Regardless of how much coal capacity is added, the bulk of the existing fleet of coal plants will continue operating. For these plants, performance optimization is essential. A competitive environment that has resulted in fewer employees, however, complicates realizing the full benefits of optimization, and less time for detailed performance analysis.

Operating a generation portfolio in today’s market requires a robust, collaborative, distributed IT framework. Because global optimization is always more challenging than local optimization, IT solutions must be able to link and coordinate information flow across applications to address inter-dependency of performance and reliability issues, according to Curt Lefebvre of NeuCo Inc. and Scott Stallard of Black & Veatch, who delivered a presentation at COAL-GEN.

Technology and know-how have not yet evolved to the point where plant and portfolio optimization are readily accomplished, but steps are being taken in that direction. NeuCo and Black & Veatch, for example, are teaming up to integrate NeuCo’s optimization expertise with Black & Veatch’s field experience with on-line performance monitoring to develop a real-time performance optimization tool. PerformanceOpt, currently in beta testing, creates an environment for unit optimization where the plant owner can optimize the tradeoff between unit output, efficiency, emissions, and reliability. This tool will provide operators and engineers with advanced diagnostic drill-down techniques (e.g., quickly identify interrelationships among parameters), enhanced what-if capabilities (e.g., effect of steam pressure setpoint changes on NOx emissions), and improved equipment condition assessments (e.g., whether a surface condenser is limited by tube sheet blockage, air in-leakage, or leaking drain valves).

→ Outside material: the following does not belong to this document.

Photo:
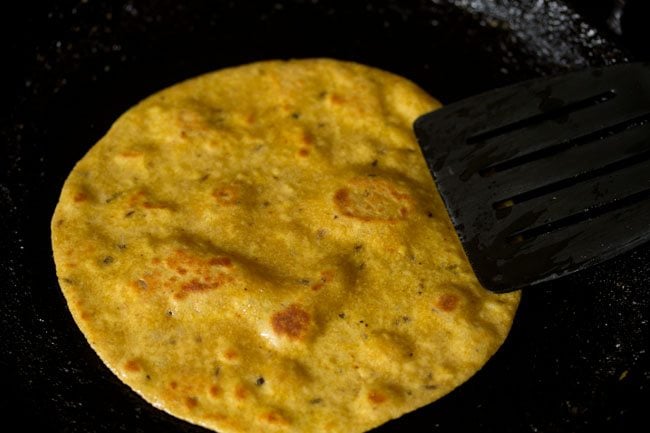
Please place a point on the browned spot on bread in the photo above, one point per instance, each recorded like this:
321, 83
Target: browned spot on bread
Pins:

Optimization tools such as PerformanceOpt owe their genesis primarily to the neural network-based combustion optimization systems that have been in use in various guises for almost a decade. NeuCo now has more than 40 commercial installations of its CombustionOpt system, achieving a 14.8 percent average NOx reduction and 0.5 percent heat rate reduction. An installation at Reliant Energy’s Cheswick Station in Pennsylvania, discussed at COAL-GEN by NeuCo’s Peter Spinney, illustrates the challenge and promise of plant optimization. Cheswick is a 570 MW PC tangentially fired boiler with a Westinghouse WDPF-II control system and an ABB TFS-2000 low-NOx firing system. Skeptical operators, the lack of a functioning data historian, tie-in scheduling difficulties, and staffing limitations all concerned plant management, but the plant’s environmental requirements convinced plant management that combustion optimization was important.

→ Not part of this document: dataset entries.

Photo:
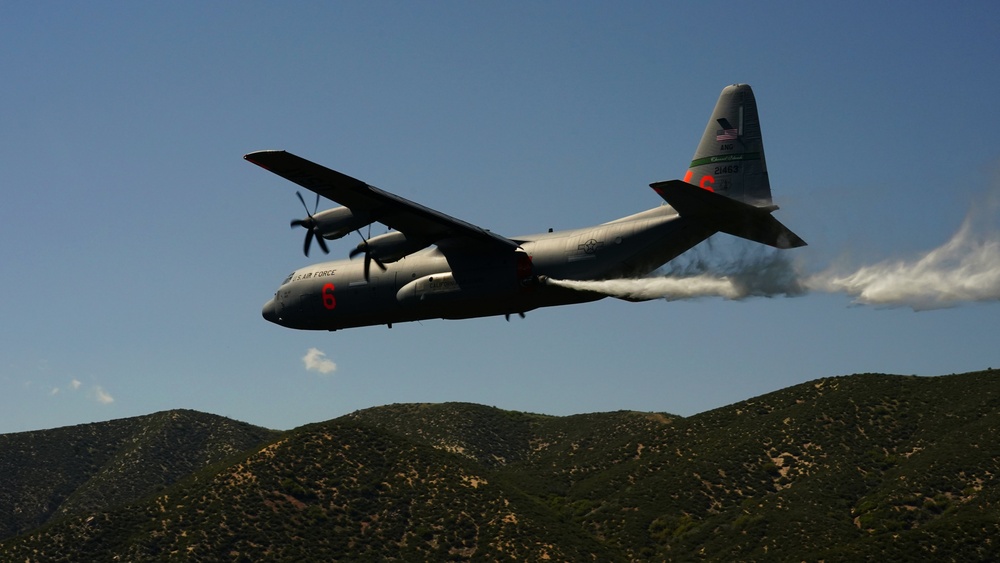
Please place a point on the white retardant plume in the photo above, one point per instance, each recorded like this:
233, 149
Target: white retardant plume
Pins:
965, 269
732, 269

Reliant had several objectives for the combustion optimization project: (1) Primary – maintain ozone-season NOx emissions at or below current requirements; (2) Secondary – minimize fuel costs and manage opacity constraints; (3) Other – reduce ammonia usage when SCR comes on-line in 2003, and optimize the SCR and FGD together in 2004.

After installing CombustionOpt, Reliant Energy evaluated the results in both enabled and disabled modes during a one-month study period in late 2001. Across all loads, the system achieved a 15-20 percent NOx reduction, a 1.9-2.4 percent heat rate reduction, and a 15 percent opacity reduction. Further, while CombustionOpt is not intended to negate the need for SCR, it will help minimize ammonia usage, increase catalyst longevity and avoid ammonia slip. An economic analysis indicates more than $2 million in annual savings from fuel costs and avoided NOx credit purchases.